# Assistance with a Flame Angel



## CamryDS (Oct 5, 2009)

Here are my Water Parameters 29 Gal Biocube:

Temp: 78F
Gravity: 1.026 - I just got my refractometer calibrated today
Salinity: 35ppm
Calcium: 480
Alkalinity: 11
Ammonia: 0
Nitrites: 0
Nitrates: 0-5ppm (finally!)
PH: 8.0
Phosphates: 0

I have 1 flame angel that I've acclimated into the biocube I have, I've had him since saturday, but he's not eating at all. He grazes occasionally on the tank's live rocks and that's about it.

My Daily Feeding Regimen:
(2PM-3PM)
1 Frozen Mysis shrimp cube
+ 1 drop of Marine C (vitamin C from Kent)
+ 1-2 drops of Garlic Xtreme (99% Garlic Extract from Kent)

(8PM-9PM)
10-15 Pellets of New Life Spectrum
+ 1 drop of Marine C (vitamin C from Kent)
+ 1 drop of Garlic Xtreme (99% Garlic Extract from Kent)


Let the cube melt so that it's absorbs the additives. Spot feed on the left side of the tank (not very much flow there)

The fish will definitely not come out nor go for the food, it's like the fish isn't hungry. The fish I got from the LFS informed me that he was hand caught and guaranteed that there's no way it was caught by cyanide -- I trust the guy since this LFS has been reputable for over 20+ years, and has never had problems with fish.
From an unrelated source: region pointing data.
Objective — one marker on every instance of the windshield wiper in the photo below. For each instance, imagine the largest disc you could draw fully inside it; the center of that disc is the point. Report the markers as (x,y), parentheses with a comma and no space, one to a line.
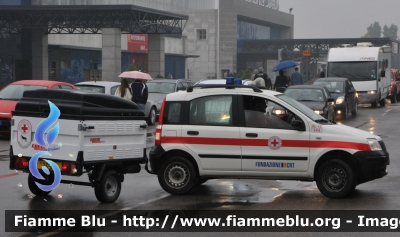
(349,74)
(335,74)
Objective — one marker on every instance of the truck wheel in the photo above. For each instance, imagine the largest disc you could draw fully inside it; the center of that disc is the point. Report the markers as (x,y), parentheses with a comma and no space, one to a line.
(345,112)
(382,102)
(201,181)
(393,98)
(34,188)
(335,179)
(109,187)
(151,119)
(177,175)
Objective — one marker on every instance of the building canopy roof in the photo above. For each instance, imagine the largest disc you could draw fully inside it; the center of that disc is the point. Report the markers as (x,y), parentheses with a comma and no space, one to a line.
(68,19)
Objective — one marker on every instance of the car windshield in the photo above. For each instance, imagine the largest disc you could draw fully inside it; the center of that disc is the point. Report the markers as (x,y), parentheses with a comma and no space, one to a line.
(161,87)
(15,92)
(302,108)
(332,86)
(305,94)
(95,88)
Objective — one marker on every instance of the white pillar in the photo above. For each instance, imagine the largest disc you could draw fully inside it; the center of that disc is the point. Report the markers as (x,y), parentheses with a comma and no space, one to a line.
(156,55)
(111,54)
(40,60)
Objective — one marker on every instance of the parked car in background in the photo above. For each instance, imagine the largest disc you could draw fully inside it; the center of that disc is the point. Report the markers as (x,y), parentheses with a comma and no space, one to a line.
(394,93)
(342,90)
(11,94)
(109,87)
(316,98)
(220,81)
(159,88)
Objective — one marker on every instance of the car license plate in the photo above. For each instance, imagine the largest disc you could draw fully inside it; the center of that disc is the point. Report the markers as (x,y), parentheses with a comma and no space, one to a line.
(43,163)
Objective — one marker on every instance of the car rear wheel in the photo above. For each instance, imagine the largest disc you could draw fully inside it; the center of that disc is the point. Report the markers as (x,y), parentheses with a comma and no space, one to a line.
(335,179)
(345,112)
(151,119)
(355,111)
(177,175)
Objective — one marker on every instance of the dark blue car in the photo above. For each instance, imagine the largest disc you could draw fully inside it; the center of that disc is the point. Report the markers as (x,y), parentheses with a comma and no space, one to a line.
(342,90)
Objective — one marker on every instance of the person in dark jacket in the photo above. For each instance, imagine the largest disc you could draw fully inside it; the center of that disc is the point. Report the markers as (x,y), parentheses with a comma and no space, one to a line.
(264,75)
(281,82)
(140,93)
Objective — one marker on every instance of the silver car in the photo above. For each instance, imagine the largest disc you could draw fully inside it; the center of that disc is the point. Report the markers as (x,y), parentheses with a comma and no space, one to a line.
(159,88)
(109,87)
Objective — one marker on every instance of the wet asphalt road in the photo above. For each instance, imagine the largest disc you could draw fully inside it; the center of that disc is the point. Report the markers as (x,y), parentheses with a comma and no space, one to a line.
(142,192)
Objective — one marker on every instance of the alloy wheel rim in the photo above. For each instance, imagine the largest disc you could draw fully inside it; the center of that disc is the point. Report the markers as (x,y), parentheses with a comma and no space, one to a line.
(111,186)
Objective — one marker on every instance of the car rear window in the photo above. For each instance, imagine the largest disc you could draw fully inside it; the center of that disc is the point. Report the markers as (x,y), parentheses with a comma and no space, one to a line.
(95,88)
(173,113)
(15,92)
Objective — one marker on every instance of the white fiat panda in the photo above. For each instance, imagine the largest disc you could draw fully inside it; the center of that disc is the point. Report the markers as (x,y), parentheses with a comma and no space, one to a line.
(231,131)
He showed me how the fish fed in his tank, and it ate.

I also have 2 clowns now -- my Ocellaris Clowns, they don't touch mysis shrimp at all. They love the new spectrum stuff though. My Angel still doesn't touch the stuff. I'm just afraid he's either not acclimated with the tank yet, or just scared to eat. I spot feed so I try to train them to take the food in 1 area each time I come up.

I want them off the pellets, but don't think that'll be the case -- anyway I can wean all my fish into eating the mysis shrimp instead of prepared food? I want to try that route since i heard it's the best nutrition there is for these fish.

What am I doing wrong?


----------



## Pasfur (Mar 29, 2008)

Flames can be a bit shy when first introduced. Try brine shrimp, and allow it to get caught in the current and spread across the tank. I would not be worried at all yet.


----------



## CamryDS (Oct 5, 2009)

Pasfur said:


> Flames can be a bit shy when first introduced. Try brine shrimp, and allow it to get caught in the current and spread across the tank. I would not be worried at all yet.
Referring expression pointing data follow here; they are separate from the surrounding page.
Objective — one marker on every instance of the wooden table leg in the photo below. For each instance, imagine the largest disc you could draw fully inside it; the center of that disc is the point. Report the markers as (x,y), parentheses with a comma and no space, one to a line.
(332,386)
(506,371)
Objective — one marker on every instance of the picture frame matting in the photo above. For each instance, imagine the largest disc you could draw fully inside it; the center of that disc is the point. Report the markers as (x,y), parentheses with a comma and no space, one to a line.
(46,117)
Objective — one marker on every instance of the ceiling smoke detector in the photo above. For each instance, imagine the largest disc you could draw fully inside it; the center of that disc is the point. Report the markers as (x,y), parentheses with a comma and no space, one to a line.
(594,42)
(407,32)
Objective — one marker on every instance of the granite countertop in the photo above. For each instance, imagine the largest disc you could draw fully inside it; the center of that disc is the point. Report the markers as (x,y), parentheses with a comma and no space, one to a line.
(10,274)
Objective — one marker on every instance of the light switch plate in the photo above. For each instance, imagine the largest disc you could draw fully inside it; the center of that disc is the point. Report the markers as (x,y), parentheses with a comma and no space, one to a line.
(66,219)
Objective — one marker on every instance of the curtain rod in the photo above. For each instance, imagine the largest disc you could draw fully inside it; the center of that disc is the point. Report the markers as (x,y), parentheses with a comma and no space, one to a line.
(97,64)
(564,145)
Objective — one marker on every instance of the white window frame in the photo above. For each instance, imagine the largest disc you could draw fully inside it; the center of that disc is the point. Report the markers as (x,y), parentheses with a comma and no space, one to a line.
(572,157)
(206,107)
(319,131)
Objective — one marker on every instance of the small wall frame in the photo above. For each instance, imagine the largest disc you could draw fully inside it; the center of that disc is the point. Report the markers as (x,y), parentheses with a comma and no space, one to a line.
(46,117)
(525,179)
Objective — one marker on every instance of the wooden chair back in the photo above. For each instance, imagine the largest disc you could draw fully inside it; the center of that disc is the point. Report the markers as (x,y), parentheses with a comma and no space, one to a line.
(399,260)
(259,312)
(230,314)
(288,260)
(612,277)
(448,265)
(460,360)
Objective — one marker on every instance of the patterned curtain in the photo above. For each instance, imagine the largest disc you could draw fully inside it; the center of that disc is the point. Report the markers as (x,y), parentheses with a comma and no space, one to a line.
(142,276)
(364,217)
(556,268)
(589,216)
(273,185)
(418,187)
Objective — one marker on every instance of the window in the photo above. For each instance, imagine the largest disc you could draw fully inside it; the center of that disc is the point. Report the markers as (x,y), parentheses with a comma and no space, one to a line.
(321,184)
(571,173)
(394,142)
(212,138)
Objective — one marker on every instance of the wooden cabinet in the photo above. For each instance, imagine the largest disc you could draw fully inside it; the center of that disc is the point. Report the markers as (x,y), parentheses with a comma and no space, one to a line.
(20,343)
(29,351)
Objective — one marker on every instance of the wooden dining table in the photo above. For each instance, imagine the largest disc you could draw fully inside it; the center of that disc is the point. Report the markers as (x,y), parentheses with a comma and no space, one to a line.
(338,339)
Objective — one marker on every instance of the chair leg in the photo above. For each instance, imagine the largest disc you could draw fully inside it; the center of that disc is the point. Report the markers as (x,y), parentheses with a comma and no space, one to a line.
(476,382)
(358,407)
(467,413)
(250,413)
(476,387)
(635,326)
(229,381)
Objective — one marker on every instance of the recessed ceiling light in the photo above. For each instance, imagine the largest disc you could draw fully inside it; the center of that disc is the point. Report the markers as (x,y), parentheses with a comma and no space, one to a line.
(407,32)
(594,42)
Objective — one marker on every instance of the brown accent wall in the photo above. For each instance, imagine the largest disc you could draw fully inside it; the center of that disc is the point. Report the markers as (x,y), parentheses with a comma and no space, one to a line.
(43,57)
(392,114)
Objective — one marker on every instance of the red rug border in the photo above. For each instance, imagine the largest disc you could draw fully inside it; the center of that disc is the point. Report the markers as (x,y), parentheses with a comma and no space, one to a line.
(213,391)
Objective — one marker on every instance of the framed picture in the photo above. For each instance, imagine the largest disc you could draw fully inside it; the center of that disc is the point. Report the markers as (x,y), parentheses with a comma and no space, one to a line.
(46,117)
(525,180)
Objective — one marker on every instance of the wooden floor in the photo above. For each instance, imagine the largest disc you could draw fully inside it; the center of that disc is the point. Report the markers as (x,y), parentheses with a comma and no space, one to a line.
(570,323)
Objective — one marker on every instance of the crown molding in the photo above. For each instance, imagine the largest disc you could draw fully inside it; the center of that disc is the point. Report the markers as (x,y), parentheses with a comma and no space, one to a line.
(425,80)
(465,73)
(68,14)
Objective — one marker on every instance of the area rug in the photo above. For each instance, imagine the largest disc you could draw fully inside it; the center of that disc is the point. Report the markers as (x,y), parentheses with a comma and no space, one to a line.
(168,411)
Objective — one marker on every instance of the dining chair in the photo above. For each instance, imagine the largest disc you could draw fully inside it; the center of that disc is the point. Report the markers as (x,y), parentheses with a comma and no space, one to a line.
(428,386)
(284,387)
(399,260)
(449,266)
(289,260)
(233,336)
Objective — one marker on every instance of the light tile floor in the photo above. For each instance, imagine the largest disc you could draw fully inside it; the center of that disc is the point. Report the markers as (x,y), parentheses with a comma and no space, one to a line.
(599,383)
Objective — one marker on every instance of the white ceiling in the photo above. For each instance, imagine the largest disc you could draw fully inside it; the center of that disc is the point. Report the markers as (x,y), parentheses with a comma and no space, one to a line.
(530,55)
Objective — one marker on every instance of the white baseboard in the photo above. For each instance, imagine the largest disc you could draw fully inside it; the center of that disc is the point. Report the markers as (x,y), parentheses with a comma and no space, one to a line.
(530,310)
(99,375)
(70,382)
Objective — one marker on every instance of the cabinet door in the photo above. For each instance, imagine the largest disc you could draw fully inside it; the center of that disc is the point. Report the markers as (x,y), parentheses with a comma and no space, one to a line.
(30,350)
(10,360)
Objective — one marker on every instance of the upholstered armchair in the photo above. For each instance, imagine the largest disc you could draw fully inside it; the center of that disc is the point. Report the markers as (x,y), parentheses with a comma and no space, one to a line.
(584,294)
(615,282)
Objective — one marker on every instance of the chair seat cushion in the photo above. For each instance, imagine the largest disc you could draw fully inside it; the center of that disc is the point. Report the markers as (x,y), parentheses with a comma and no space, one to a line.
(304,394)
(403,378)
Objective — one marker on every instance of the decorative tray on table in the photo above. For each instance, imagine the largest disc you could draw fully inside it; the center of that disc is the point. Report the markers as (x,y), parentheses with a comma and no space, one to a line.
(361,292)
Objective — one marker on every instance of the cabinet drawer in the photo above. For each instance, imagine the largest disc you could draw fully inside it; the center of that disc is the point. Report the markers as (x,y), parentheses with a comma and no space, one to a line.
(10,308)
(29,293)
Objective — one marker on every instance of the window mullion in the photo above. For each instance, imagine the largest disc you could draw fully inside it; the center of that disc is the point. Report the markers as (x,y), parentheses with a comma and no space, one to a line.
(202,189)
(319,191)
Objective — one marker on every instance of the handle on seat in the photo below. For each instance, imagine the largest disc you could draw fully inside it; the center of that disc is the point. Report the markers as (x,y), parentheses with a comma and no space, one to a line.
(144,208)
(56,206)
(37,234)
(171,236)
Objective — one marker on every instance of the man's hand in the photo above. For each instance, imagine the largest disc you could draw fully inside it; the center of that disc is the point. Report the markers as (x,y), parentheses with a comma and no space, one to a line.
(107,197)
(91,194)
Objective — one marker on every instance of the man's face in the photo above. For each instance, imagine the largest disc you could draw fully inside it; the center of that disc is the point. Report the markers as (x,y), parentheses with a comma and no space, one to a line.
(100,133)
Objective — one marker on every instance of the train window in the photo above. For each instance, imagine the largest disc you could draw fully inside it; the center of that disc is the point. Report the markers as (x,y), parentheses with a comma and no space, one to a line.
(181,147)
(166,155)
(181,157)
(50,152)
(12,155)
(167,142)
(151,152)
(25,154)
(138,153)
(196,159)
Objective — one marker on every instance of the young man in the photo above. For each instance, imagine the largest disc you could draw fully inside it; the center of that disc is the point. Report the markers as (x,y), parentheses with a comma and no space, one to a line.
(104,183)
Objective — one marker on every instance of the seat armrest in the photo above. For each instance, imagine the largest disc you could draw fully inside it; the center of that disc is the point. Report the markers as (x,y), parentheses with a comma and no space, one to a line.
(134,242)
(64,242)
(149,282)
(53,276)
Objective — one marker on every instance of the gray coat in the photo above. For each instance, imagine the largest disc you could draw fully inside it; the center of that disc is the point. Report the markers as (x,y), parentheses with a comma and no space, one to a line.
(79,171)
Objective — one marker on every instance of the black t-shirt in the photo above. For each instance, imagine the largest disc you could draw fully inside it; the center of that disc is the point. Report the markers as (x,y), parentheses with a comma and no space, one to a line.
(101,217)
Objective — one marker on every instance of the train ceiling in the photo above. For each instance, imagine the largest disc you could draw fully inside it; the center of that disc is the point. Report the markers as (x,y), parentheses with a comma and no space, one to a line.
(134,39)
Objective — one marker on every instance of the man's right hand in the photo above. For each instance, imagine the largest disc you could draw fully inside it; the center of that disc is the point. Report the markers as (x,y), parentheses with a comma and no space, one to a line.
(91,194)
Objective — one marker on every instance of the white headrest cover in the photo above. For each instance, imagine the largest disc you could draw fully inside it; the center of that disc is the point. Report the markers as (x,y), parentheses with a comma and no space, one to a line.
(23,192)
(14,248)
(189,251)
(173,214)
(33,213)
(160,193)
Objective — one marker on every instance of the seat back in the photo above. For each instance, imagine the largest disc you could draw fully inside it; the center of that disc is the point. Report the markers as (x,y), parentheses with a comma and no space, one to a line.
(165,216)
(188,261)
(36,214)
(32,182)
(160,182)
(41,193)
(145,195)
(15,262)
Cool -- i'll attempt that tomorrow. I don't have the means of getting brine shimp today, =) coincidentally today was my fw brine shrimp feeding day (i'm strange i know) and they ran out. tomorrow will have shipments.


----------



## terryap (Sep 22, 2009)

you can always try the ocean nutrition algae sheets too


----------



## Pasfur (Mar 29, 2008)

terryap said:


> you can always try the ocean nutrition algae sheets too


Great idea. When you do, cut strips into the sheet so that it sways in the water current.

Also, use a trigger for feeding time. I turn on the bedroom light every time I feed the Q, just before adding food. The fish learn to recognize the trigger and get more bold at feeding time.


----------



## terryap (Sep 22, 2009)

they also recommend to remove the algae sheet 24 hours later, but do it sooner, as it shreds up and flows into the current, and it harder to remove and makes a mess, I would remove it after 12 hours to avoid a mess, you can either secure it with a rubber band or buy a veggie clip


----------



## CamryDS (Oct 5, 2009)

Ahh, I got some roasted nori that's not flavored -- I made sure that there's absolutely no salt. it's pretty much the same from what I've seen and there's no other ingredients in there besides seaweed. Though I've placed it on a stone there's some hanging -- and I didn't know I can just leave it in there for 12 hours lol I though it'll sit there for 30 mins and it would have rotted.

I clean out my filter sponge daily, so i'm not too worried about the mess. it'll eventually hit the only filter sponge I have in there.


----------



## Pasfur (Mar 29, 2008)

You can also roll the sheets up tightly and squeeze them into the handle of an aquarium net. This forces the fish to pick at the algae, which is a more natural behavior. I use both methods, and generally have the handle of a net hanging into the back corner of my tank at all times, with algae sheets squeezed inside.


----------